Bizim 1986-87 sezonu kadrosunun dream 5'i de Aliço, Fatih Özal, Erman Kunter, Ferhat Oktay ve Örümcek Pete Williams'tan oluşuyordu işte. Spor serginin kalaslardan müteşekkil, süspansiyonlu tribünleri sezon boyunca tozlu parkeleri cilalayan bu harika 5'linin tempolu, gözlere basketbol ziyafeti veren kadronun hareketleriyle hop oturdu, hop kalktı. Erman'ın 153 sayılık oha dedirten sayı rekoru da bu sezonun son maçına denk gelir.
Neyse, ''20 yıllık bu çile bitsin artık bu sene'' diye inlettiğimiz spor sergide en güzel anılarımız arasında Pete Williams'ın o yay gibi gerili vücudunun topu eline aldığı anda okun yaydan fırlaması gibi parkeden havalanıp potaya asıldığı enstantaneler baş köşededir. Pek görmeye alışık olmadığımız türden çift elle ters smaçlarda çocuk oyuncağıydı onun için.
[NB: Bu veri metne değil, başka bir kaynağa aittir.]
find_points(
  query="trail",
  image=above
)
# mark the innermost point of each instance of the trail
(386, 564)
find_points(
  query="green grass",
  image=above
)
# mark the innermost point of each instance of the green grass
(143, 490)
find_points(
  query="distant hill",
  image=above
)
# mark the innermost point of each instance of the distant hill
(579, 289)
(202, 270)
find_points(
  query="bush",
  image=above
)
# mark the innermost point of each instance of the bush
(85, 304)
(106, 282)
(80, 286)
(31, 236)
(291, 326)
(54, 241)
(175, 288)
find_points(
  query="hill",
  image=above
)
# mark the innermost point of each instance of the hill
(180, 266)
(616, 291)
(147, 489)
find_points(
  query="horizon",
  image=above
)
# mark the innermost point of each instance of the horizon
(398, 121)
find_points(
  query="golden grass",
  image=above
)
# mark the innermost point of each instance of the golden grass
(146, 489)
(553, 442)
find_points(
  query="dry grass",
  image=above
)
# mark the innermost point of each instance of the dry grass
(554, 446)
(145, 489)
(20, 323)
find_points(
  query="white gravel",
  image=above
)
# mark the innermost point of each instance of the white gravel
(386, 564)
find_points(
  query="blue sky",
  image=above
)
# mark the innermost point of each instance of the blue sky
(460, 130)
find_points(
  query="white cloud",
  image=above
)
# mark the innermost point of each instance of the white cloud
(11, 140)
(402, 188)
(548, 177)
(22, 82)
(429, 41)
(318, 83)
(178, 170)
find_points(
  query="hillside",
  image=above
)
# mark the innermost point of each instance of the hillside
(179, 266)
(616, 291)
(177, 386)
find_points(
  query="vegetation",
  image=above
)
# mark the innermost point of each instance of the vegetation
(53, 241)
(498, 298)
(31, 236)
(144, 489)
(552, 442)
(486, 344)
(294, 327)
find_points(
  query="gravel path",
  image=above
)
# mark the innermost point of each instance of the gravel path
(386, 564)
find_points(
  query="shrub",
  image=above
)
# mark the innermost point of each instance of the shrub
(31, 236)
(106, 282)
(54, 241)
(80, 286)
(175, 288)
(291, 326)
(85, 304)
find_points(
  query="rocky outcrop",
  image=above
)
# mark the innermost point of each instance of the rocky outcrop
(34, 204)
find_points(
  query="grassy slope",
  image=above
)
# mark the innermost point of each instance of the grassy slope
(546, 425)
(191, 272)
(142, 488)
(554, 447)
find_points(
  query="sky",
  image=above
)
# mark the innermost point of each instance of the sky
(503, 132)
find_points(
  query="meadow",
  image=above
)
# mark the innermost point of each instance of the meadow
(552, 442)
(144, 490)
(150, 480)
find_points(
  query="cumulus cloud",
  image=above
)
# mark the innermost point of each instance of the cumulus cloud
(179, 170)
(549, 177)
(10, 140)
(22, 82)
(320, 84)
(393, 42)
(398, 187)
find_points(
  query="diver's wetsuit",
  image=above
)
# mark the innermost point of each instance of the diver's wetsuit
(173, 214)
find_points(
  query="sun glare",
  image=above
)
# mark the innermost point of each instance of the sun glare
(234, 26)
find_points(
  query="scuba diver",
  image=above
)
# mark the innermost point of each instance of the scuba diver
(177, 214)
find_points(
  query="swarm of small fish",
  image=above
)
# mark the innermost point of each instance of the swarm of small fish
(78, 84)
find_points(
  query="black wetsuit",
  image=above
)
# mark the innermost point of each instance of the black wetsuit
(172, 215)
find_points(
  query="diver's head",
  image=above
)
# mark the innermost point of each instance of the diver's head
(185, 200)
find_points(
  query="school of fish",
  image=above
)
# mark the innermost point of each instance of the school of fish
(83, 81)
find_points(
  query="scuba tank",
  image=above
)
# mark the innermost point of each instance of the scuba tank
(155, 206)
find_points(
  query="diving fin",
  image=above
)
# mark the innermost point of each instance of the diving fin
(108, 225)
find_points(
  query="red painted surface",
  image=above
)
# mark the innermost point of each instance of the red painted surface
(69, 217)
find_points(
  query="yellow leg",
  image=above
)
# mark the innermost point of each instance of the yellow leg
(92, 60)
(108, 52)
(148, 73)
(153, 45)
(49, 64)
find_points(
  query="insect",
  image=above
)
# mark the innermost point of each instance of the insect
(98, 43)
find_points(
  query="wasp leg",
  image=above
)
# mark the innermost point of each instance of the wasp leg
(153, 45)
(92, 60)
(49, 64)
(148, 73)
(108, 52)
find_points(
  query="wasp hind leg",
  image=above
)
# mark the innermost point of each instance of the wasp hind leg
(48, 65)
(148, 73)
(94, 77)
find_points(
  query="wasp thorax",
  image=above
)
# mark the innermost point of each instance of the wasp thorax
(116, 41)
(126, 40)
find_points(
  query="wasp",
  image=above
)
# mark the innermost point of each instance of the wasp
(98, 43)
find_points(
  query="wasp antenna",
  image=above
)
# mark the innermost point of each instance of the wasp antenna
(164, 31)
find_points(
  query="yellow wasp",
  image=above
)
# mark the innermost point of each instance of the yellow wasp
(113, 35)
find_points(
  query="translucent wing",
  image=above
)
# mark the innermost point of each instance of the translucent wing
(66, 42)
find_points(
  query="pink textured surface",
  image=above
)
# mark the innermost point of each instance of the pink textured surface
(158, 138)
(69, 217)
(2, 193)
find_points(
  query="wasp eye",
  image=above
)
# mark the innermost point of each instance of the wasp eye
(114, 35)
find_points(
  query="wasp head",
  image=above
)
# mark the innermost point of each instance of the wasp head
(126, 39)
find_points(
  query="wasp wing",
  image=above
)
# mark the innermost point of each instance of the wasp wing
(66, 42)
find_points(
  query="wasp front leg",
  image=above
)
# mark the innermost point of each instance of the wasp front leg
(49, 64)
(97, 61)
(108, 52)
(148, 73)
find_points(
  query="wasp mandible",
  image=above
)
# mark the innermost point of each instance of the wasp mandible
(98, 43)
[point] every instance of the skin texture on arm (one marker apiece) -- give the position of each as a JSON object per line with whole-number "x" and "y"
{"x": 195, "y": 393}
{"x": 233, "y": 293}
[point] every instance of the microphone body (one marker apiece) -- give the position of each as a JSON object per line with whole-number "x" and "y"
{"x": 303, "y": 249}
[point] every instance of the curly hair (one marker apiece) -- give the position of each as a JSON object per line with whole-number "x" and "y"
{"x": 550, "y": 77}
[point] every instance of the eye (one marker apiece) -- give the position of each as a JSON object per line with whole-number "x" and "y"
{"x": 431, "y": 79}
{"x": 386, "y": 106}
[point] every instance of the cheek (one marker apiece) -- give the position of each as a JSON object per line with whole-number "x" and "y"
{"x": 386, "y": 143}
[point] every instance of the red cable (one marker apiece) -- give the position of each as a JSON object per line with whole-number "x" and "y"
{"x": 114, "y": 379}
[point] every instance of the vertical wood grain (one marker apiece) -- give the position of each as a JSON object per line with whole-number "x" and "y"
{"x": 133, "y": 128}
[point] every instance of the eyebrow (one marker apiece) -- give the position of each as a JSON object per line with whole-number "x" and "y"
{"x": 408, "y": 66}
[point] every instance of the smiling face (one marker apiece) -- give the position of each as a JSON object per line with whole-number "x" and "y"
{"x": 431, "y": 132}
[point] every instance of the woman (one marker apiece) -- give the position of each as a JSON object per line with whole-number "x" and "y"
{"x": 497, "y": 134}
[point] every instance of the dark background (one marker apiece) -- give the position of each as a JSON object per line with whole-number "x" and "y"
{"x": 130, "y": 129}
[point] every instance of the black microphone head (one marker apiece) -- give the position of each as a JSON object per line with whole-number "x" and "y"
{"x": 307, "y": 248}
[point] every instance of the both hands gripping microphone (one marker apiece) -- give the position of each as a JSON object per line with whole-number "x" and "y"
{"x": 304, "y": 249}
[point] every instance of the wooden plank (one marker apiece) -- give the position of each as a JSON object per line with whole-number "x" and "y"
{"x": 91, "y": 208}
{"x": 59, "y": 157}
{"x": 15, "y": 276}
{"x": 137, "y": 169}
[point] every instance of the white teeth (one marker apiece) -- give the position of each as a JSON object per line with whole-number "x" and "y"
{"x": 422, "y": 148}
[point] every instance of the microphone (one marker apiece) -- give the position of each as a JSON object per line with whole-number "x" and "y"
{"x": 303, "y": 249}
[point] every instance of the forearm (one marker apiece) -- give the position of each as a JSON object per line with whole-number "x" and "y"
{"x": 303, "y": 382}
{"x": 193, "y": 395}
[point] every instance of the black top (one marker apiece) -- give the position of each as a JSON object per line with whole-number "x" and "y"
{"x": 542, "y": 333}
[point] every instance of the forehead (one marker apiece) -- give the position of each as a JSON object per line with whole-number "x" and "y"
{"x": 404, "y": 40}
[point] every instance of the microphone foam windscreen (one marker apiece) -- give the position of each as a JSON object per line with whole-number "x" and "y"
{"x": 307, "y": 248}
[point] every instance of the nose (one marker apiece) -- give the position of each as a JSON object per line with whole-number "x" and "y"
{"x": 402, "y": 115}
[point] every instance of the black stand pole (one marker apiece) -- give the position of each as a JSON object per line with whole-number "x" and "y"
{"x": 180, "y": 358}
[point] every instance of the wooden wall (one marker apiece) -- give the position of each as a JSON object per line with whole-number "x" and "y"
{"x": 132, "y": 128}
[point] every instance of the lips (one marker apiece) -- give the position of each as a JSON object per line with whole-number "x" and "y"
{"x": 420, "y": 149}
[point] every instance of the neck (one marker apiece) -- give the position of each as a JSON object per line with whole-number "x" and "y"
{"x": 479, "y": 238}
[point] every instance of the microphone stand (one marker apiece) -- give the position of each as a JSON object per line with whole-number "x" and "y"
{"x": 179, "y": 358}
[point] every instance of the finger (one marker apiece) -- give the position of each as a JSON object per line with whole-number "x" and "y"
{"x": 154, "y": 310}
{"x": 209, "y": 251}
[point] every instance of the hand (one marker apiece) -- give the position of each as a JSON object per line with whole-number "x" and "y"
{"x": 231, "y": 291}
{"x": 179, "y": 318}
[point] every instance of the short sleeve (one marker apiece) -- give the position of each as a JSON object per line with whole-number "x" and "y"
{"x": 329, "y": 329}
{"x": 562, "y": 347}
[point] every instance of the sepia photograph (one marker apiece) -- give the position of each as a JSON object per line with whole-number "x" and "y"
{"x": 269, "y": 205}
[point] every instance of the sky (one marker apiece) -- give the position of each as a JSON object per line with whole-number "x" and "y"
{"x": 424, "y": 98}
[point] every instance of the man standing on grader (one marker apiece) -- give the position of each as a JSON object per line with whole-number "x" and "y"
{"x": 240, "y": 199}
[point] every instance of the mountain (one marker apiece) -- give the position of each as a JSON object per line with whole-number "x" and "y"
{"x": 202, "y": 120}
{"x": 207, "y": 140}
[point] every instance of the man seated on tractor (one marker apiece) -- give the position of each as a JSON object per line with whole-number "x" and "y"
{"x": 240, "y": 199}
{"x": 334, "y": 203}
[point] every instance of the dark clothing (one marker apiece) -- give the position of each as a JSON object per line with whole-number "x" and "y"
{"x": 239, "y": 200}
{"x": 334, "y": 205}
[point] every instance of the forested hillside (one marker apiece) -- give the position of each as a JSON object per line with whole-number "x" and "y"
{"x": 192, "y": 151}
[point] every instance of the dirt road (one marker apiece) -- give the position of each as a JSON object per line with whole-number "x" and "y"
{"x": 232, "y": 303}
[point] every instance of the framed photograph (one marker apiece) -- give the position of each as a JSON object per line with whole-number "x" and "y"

Pek uzun bir oyuncu değildi bizim spider. 2.00 metre civarı, şimdinin pivotları için hayli ince bir yapıdaydı ayrıca. Onu hayranlıkla izlerken Eczacıbaşı efsanesi henüz başlamamış ama Tamer Oyguç'ların, Orhun'ların henüz bıyıklarının yeni terlediği o günler alttan alta Eczacı efsanesinin mayalandığı günlerdi. Bizim Pete'in Amerika'daki kankisi Larry Richard'da işte o Eczacıbaşı'nın genç, mütevazi kadrosunda yer buluvermişti, sanırım ligimizin en ucuz yabancısıydı o sezon ama en faydalılarından biriydi aynı zamanda.
Normal sezonu Pete Williams'lı Fenerbahçe lider bitirirken örümcek adamın kankisi Richard'ın Eczacıbaşı'sı nefes nefese ancak 7. olarak kalabilmişti play-off lara, aslında bu sonucun bile onlar için başarı olduğu söylenebilirdi.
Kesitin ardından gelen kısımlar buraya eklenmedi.